After Geley’s death in a 1924 plane crash, it was reported that a study of his notes supposedly indicated that Geley found objects hidden in Eva’s hair in a most suspicious way, even though he made no mention of these in his reports. Geley’s notes were never produced to confirm such a claim.

Perhaps more than anything, the debunkers pointed to some of the ‘ridiculous’ manifestations produced from the ectoplasm, several of which looked like they had come from a local magazine. Such manifestations will be the subject of Part 3 of this series.

Schrenck Notzing mentioned that one of the scientists he invited to a sitting was in awe of what he saw and fully agreed with him that fraud was not possible under the strictly controlled conditions. However, a week or so later, this same scientist stated that he had changed his mind because what he had witnessed was not possible and therefore it had to be a trick beyond his comprehension.

Schrenck Notzing further observed that every scientist who was introduced to the subject matter seemed to discount all research that had gone on before them. ‘It is unfortunate,’ he wrote, ‘that learned men, who see the phenomena for the first time, commit the error of supposing that their entry into the arena marks the beginning of the proper investigation of mediumistic phenomena. They disregard the copious literature and the many strictly scientific reports of their colleagues, such as the numerous unrefuted results obtained by eminent investigators with the medium Eusapia Paladino…’
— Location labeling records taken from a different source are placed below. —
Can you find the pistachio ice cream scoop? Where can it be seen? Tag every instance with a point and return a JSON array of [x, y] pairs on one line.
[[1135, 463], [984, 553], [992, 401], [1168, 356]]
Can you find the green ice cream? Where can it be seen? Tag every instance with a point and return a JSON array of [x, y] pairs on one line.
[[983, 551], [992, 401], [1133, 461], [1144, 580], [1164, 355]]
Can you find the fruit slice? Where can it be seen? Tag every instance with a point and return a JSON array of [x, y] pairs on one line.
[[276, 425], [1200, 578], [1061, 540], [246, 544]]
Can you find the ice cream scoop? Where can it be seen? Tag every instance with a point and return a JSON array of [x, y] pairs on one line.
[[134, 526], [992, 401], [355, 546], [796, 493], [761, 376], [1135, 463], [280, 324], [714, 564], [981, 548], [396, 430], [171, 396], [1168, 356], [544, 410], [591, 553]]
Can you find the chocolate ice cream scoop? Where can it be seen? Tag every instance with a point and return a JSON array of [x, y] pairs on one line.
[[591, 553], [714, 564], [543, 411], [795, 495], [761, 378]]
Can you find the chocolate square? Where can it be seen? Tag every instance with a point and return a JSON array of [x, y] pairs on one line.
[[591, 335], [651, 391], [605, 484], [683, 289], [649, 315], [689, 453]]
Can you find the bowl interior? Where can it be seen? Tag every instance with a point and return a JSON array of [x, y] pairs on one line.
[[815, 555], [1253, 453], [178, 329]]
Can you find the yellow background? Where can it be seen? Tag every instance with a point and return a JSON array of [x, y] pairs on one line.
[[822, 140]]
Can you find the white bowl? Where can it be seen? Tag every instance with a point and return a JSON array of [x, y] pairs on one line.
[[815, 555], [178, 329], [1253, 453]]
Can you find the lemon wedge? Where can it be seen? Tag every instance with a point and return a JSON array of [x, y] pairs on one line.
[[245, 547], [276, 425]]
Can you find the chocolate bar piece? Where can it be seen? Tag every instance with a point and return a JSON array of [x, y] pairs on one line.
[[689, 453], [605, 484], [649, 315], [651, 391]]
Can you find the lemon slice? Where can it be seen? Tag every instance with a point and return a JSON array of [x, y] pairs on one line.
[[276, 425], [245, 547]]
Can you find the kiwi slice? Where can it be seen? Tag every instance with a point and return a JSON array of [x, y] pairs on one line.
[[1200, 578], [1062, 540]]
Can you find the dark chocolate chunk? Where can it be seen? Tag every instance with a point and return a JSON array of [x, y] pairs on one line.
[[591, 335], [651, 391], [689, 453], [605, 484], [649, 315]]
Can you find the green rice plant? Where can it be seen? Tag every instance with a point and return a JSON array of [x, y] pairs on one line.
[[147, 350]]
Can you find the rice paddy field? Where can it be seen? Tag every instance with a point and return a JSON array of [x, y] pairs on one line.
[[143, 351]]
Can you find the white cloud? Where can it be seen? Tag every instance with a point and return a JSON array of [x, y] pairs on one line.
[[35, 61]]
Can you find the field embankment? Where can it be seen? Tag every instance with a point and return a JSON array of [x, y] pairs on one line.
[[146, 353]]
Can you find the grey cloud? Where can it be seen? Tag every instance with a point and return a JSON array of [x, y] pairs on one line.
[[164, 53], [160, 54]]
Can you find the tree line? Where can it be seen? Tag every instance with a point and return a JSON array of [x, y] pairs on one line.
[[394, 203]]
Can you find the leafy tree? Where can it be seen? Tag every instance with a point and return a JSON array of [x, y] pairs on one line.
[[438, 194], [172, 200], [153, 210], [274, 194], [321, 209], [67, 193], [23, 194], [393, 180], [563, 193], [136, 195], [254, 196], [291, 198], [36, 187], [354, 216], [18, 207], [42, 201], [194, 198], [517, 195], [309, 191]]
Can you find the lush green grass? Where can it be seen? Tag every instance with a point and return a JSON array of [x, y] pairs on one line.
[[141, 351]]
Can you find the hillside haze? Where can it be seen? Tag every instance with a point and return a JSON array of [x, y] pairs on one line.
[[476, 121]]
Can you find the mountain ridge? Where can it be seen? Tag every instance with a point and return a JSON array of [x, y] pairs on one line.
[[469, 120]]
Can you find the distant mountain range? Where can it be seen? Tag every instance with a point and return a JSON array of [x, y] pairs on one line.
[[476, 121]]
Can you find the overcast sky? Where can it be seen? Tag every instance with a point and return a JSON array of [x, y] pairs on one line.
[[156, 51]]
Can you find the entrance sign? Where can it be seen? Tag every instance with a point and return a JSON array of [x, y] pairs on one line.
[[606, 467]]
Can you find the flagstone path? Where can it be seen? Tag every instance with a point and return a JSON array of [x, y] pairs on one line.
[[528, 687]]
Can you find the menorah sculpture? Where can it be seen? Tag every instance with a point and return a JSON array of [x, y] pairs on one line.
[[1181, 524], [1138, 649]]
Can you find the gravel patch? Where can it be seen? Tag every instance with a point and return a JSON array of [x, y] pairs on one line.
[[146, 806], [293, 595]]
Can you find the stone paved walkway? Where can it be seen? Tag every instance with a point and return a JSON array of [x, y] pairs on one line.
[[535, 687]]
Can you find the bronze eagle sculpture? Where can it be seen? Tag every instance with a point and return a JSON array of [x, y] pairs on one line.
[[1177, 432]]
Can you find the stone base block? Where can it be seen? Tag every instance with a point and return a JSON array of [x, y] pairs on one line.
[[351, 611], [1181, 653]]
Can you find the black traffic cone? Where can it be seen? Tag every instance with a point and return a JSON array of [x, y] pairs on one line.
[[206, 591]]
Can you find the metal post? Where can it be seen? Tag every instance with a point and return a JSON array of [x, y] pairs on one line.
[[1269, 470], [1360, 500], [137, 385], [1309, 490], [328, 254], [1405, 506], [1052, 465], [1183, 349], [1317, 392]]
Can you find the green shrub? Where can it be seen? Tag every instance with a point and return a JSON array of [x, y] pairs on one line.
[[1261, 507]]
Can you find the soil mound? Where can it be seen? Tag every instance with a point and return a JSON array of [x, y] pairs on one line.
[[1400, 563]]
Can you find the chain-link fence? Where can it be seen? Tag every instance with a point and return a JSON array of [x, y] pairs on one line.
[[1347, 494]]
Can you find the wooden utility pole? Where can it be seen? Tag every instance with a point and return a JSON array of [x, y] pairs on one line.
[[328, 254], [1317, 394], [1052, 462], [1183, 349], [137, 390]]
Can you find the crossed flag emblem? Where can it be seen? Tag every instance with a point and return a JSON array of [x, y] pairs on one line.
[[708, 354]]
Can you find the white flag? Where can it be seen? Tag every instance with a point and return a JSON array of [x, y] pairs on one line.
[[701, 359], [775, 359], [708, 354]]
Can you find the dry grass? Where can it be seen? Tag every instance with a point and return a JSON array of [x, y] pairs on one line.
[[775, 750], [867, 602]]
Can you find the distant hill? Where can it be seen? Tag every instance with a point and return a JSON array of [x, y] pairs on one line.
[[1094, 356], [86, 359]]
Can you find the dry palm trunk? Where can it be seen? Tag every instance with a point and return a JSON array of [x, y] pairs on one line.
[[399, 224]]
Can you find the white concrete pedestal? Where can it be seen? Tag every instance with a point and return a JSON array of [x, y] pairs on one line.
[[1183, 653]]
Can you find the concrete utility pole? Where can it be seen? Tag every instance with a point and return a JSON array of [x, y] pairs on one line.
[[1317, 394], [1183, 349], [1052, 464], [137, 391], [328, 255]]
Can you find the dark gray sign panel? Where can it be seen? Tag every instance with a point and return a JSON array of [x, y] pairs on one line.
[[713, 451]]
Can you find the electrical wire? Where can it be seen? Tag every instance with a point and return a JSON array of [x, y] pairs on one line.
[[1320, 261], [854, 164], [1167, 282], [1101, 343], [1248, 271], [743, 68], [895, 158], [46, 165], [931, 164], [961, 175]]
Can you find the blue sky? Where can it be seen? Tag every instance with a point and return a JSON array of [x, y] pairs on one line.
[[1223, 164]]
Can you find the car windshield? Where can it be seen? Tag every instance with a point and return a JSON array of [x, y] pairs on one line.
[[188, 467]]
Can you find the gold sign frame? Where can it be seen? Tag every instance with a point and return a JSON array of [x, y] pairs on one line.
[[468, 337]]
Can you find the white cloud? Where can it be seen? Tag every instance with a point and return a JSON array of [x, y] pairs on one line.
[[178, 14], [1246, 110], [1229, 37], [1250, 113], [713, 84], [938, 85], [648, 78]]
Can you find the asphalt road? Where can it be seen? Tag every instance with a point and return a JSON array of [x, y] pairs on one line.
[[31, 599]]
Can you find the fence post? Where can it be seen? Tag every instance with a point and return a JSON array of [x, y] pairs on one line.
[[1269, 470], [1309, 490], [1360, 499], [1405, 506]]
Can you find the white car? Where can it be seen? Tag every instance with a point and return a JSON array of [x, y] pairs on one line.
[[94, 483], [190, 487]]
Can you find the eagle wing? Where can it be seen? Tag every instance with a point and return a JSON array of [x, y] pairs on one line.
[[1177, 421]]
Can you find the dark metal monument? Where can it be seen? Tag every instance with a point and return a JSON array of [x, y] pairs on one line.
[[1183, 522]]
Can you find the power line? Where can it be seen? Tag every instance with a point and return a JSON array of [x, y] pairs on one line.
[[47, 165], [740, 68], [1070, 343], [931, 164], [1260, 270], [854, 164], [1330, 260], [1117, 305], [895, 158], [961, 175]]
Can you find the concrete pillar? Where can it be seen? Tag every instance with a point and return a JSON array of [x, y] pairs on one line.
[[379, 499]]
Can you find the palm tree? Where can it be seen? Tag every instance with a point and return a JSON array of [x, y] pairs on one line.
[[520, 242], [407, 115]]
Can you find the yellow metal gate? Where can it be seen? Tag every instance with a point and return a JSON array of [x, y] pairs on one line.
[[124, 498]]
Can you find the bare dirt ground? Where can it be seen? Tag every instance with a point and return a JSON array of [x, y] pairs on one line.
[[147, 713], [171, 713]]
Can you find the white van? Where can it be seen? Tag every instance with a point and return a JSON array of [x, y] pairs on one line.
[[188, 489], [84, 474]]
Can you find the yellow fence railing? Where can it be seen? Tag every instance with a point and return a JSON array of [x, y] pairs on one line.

Schrenck Notzing also observed that the cynical press was quick to accept unsubstantiated debunking reports and sensationalize them, thereby defaming innocent people. These sensationalized reports then became ‘fact’ as far as the public is concerned and later became part of standard reference books, muddying up the waters so that people don’t know what to believe.

If Eva C had been the only person producing ectoplasm and related phenomena, then there might be justification for being skeptical, but the fact is that the phenomena were observed by many distinguished men and women and their reports were consistent with those of Drs. Schrenck Notzing, Geley, and Richet.

This ectoplasmic formation at the expense of the physiological organism of the medium is now beyond all dispute,’ said Richet, who won the Noble Prize for his research on anaphylaxis, the sensitivity of the body to alien protein substances. ‘It is prodigiously strange, prodigiously unusual, and it would seem so unlikely as to be incredible; but we must give in to the facts…Yes, it is absurd; but no matter – it is true.’